Victims of modern dental hygiene resigned themselves long ago to browbeating by the adepts of dentistry into mute acceptance of the ideal of perfect teeth and gums as the highest moral imperative.  For an hour or more after the patient’s release from the dental chair, the impression persists that oral abuse is at least as heinous as child abuse, and should rightly be punishable by heavy fines or time in jail.  Practitioners of the other medical sciences, strangely enough, are somewhat less puritanical.  Even so the medical associations, owing partly to unrelenting pressure from pharmaceutical salesmen hawking their companies’ fiendishly costly wares, regularly lower their guidelines step by step with regard to levels of one thing or another in the body chemistry newly determined by specialists to be “normal” or “safe.”  These admonitions go unheeded by perhaps three quarters of the public, which continues to eat too much, drink too much, smoke too much, and exercise too little.  Many are called, but few are chosen.  Every religion has its slackers, its skeptics, its slothful—sloth in the sense of acedia, indifference to one’s salvation.  The redeemed, the remaining quarter of society, so far from being slothful, overflow with the superabundant energy typical of a certain sort of person, what psychoanalysts call the narcissistic personality.  For the redeemed minority, an exaggerated and self-conscious dietary attention is the equivalent of Jewish religious law, and strenuous, even extreme, exercise a religious devotion akin to self-flagellation.  In the 1930’s, the decade of Huxley’s Brave New World, these things were elements of what was called at the time the Cult of the Body, which flourishes to an even greater extent today among the Western elite class, dedicated to the goal of developing physiques to rival those of the ancient Greek pantheon.  Naturally, this class overlaps substantially with the numerical upper quarter.  The perfectionist elite practices what it preaches, in matters of self-control as well as those of other-control.  (By comparison, the great Napoleon, fond of his champagne and his cognac, was embarrassed by Antonio Canova’s statue of him as Mars the Peacemaker, housed for nearly two centuries in Robert Adam’s stairwell in Apsley House, after having been refused by the refreshingly honest emperor as “too athletic.”)

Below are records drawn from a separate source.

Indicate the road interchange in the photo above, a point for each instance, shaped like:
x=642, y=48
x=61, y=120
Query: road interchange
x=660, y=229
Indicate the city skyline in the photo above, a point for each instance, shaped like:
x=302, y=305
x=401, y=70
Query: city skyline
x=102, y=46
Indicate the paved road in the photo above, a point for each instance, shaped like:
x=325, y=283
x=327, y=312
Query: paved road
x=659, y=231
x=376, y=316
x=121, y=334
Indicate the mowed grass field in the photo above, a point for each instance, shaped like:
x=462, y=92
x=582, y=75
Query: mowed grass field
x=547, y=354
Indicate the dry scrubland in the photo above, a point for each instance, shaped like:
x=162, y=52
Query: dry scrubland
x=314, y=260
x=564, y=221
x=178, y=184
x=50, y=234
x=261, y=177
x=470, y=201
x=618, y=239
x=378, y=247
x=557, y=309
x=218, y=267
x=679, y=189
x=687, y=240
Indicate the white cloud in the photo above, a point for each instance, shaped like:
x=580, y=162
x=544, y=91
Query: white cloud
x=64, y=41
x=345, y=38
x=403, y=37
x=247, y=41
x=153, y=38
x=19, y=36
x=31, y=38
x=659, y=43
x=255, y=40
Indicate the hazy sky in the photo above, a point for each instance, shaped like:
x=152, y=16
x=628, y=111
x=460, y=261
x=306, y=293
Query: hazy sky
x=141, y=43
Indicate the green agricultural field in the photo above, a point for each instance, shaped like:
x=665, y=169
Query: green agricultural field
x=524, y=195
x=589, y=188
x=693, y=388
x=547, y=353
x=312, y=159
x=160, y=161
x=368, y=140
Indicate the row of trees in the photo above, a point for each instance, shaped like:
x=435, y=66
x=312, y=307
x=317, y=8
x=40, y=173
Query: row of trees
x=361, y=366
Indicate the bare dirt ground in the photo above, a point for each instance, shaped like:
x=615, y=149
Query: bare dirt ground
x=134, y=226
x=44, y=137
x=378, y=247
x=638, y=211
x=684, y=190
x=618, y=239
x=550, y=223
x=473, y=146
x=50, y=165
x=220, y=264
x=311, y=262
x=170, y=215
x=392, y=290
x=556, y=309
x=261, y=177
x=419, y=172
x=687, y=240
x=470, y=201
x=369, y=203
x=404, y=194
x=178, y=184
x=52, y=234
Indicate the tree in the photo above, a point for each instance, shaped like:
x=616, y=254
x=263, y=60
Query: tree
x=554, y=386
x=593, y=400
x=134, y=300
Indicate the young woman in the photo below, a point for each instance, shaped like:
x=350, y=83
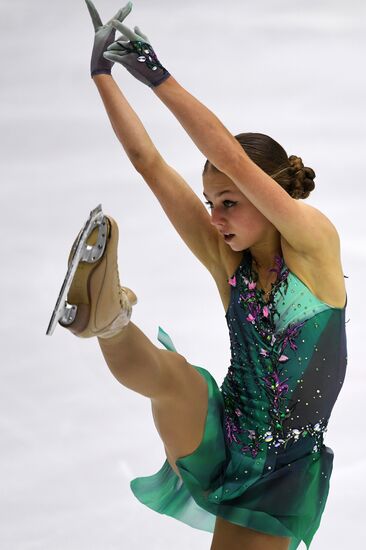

I am writing this the day after the birthday of Martin Luther King, Jr., an occasion that easily calls to mind the American obsession with those “dreams” that purportedly inspire and support the American people, giving them the hope and fortitude to carry bravely onward to the heavenly city.  Perhaps they do.  But these must be strange dreams that deny respite, rest, and even a decent night’s sleep to the dreamers who dream and sustain them.  They are, so it seems to me, really a form of modern democratic despair.